This is a very basic hamburger patty recipe that you will of course want to dress up with seasonings and flavours. It's kept basic here, though, as the purpose of this recipe is really to highlight three principles that provide the foundation for successful hamburger patties.
Wash hands with soap and water; ensure worksurface is clean.
Soak bread in water until quite soft.
Put the bread and the ground beef in a food processor.
Season as desired (avoid salt -- see comments.)
Whiz until blended.
Form into 4 patties, place separately on a plate or stacked with waxed paper between them. Let stand in refrigerator at least 30 minutes before using.
Cook by cooking method desired (frying, grilling, air-frying, etc.) until internal temperature reaches 165 °F / 75 °C as measured with a food thermometer.
The first principle in this recipe is an absence of salt. Salt draws the moisture out of meat, and ground beef is particularly vulnerable to this, as so much of the "surface" of the meat is exposed. Adding salt will result in your patties being dry when they are cooked.
The second is the whizzing in the food processor. The meat needs to be bound together; you may have noticed many hamburger patties calling for egg in an attempt to do this. This is unnecessary if you use a food processor, which will stretch the protein strands in the meat so that they get caught up together, binding the meat. The starch from the bread also helps to reinforce the binding.

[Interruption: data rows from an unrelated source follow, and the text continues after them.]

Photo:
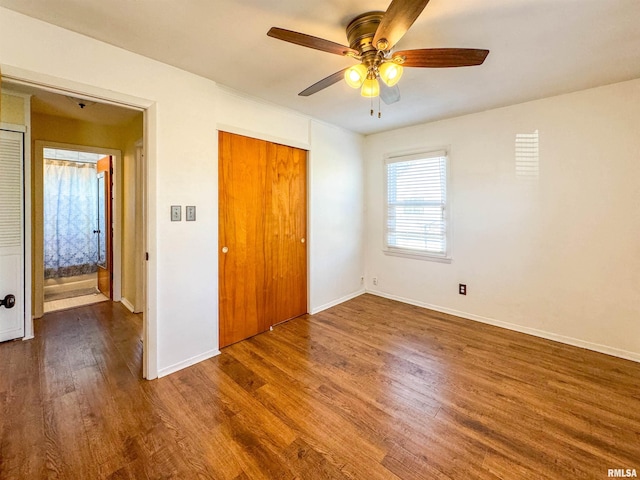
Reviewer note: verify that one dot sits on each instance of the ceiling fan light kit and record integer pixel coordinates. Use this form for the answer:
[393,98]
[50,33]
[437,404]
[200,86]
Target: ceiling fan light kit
[372,37]
[370,88]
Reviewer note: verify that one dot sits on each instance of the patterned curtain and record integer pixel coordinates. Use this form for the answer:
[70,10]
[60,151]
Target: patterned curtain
[70,217]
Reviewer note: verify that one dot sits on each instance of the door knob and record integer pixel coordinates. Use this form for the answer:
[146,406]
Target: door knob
[9,301]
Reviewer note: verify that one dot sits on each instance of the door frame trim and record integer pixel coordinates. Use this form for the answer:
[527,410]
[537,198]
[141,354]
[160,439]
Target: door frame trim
[11,74]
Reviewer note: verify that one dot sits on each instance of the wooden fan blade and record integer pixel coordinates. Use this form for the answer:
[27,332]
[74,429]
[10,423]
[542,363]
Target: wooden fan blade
[324,83]
[389,95]
[442,57]
[396,21]
[310,42]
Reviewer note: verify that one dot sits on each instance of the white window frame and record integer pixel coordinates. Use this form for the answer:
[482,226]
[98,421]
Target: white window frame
[408,252]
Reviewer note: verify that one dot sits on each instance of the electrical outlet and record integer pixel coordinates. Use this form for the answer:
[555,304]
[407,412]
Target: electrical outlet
[176,213]
[190,213]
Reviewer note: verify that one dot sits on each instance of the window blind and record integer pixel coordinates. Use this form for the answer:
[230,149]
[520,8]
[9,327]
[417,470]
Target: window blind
[416,203]
[527,155]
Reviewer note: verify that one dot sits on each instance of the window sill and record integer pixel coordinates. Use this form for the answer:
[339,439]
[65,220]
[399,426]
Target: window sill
[417,255]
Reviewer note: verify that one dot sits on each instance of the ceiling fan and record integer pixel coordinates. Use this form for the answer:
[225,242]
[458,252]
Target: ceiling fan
[372,37]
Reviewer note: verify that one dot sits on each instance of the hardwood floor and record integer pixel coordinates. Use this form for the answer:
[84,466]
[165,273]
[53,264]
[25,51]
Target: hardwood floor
[370,389]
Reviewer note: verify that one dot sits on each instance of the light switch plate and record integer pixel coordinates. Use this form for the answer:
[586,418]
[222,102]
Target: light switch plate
[176,213]
[190,213]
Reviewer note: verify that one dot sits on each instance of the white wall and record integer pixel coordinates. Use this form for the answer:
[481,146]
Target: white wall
[559,257]
[184,111]
[337,216]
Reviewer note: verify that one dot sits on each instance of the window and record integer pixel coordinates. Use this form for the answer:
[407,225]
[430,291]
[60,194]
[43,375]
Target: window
[416,205]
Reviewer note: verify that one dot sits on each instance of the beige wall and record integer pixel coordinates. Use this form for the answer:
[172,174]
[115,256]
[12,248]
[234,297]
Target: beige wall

The third is the short resting period in the refrigerator, which allows the protein strands to contract, tightening the bond of the strands that got ravelled up in each other.
Following the above principles will result in hamburger patties that are juicy and stay together well when cooked.
This recipe should of course also be seasoned as suits your fancy: mustard, herbs, ketchup, pepper, chopped onion, garlic, etc. In theory, avoid salting it. If you want to add a salty flavour, add instead up to 2 tablespoons of a salty-tasting sauce such as Worcestershire sauce, soy sauce, Maggi sauce or even oyster sauce or a fish sauce.
Directions in this recipe follow the Safe Recipe Style Guide.